Dear Colleyville Presbyterian Church Family,
It has been a joy for me to worship with all of you over the last month. I am grateful for God’s presence with us, and for your hearty participation as we give him our praise and receive his service to us each week. I also feel fortunate for the time I’ve had with many of you over the last month in my office, in your homes, and over various cups of coffee and meals around Colleyville.
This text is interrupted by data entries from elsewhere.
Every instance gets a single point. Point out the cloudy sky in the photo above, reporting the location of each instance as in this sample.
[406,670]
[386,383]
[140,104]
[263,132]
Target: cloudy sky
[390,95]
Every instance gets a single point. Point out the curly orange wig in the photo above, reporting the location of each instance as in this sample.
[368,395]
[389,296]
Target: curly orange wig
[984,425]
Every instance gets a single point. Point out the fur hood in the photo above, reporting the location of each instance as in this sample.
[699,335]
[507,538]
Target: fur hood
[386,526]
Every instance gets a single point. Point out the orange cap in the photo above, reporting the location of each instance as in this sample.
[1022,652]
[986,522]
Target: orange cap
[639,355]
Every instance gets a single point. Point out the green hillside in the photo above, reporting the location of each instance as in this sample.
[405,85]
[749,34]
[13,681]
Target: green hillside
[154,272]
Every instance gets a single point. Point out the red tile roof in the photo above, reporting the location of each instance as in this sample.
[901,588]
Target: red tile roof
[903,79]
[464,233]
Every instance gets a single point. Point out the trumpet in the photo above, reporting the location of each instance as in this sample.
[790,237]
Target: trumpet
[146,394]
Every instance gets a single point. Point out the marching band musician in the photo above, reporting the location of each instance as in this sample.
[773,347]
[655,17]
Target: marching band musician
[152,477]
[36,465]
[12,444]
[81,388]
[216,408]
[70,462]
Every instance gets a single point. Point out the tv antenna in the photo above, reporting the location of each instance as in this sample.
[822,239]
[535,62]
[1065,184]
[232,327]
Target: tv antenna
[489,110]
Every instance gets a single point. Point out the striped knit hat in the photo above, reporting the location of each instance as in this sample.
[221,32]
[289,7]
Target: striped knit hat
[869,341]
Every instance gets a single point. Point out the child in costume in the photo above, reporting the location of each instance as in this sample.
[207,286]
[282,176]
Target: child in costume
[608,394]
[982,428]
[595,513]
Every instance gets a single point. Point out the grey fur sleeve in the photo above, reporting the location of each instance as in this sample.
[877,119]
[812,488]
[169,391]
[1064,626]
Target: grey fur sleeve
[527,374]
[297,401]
In many ways, the most precious gift one human being can give is the unveiling of their lives to one another, and I’m thankful for the gift of your stories as you have begun to share them with me, and the opportunities I have had to pray for you and begin to walk with you in the various places of peace and rest as well as valleys of darkness in which God is presently shepherding you.
This month as I continue to describe my sense of the vision I have for our church’s life together, I want to explore a phrase that I hope will be descriptive of our common life of worship on Sunday mornings in the years to come: My desire is for our worship to be faithfully liturgical as well as joyfully hospitable.
By faithfully liturgical, what I mean is this: I believe that our weekly Sunday morning worship is a holy time of covenant renewal with our personal and living God, and as such, should be intentionally connected to the patterns of worship used by the historic and universal Church throughout the ages, and should spring out of the ways of God with his people found in the scriptures themselves.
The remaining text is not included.